Kardon Loader advertised in underground markets as an open beta product for sale the standalone built cost $50 and with separate charges for every additional rebuild or to build the Malware Distribution Network.
The malware strained dubbed Kardon Loader allowing it customer’s to create their own malware distribution networks and these networks are used by cybercriminals to create their own botnet for distributing various payloads, Ransomware and Trojans.
The advertisement first spotted On April 21, 2018, under the same user account Yattaze as ZeroCool botnet which was under development.

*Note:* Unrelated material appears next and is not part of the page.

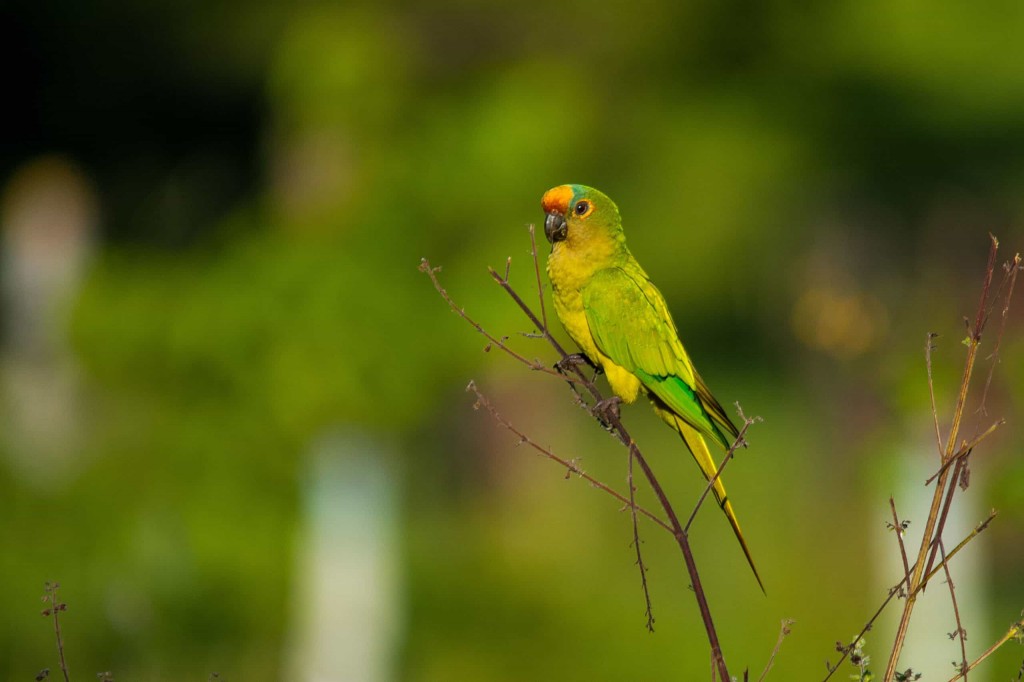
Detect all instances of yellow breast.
[548,244,640,402]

Now it has been rebranded to Kardon Loader and the author placed a professional looking advertisement with its own logo and the malware author also provided a disclaimer stating that “this software should not be used for malicious purposes“.

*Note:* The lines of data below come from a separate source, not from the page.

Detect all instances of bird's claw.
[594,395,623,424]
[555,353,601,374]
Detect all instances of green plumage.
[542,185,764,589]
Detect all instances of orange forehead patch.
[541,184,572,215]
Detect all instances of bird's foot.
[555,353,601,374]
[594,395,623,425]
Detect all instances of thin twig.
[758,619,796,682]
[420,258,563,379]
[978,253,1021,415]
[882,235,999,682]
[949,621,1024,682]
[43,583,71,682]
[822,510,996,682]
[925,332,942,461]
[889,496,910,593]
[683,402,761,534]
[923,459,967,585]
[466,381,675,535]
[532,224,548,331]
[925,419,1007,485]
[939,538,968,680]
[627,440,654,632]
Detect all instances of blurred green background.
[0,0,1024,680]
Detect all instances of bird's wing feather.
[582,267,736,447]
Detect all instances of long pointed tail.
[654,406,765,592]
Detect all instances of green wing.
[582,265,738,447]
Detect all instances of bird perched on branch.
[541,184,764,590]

Functionality and Analysis – Kardon Loader
According to ASERT the malware author “initially conducted tests by leveraging a well-known botshop named Pink Panther’s automated loads shop (Pink)” and it was not yet widely distributed.

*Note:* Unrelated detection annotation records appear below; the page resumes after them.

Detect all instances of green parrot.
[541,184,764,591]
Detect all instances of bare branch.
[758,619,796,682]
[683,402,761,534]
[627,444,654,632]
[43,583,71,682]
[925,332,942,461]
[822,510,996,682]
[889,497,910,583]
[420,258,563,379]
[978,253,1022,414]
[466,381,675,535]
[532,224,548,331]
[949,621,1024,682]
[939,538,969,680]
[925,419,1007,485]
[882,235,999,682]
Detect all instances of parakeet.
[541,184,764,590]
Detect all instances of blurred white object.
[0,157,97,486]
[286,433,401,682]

Kardon Loader Functionalities Advertised by Author
Bot Functionality Download and Execute Task Update Task Uninstall Task User-mode Rootkit RC4 Encryption (Not Yet Implemented) Debug and Analysis Protection TOR Support Domain Generation Algorithm (DGA)
For Command and Control Kardon Loader uses HTTP based C2 infrastructure with URL parameters that are base64 encoded and it will send the HTTP POSTs to C&C server using following fields.
ID = Identification Number OS = Operating System PV = User Privilege IP = Initial Payload (Full Path) CN = Computer Name UN = User Name CA = Processor Architecture
The Kardon Loader contain’s a simple control panel with a dashboard that shows botnet distribution and installs statistics as a notable feature in admin panel is “the bot store functionality allowing the bot admin to generate access keys to customers that would give them the ability to execute tasks based on the predefined parameters.
Researchers also leveraged Yara Rule, IOCs and Command and Control URLs to block the malicious activity.
The cybercrime continues to be a big business, last March DDoS Attack Services are advertised in Dark Web Markets for $10 per Hour and the codesigning certificates which proves the integrity of applications also sold in in dark web markets.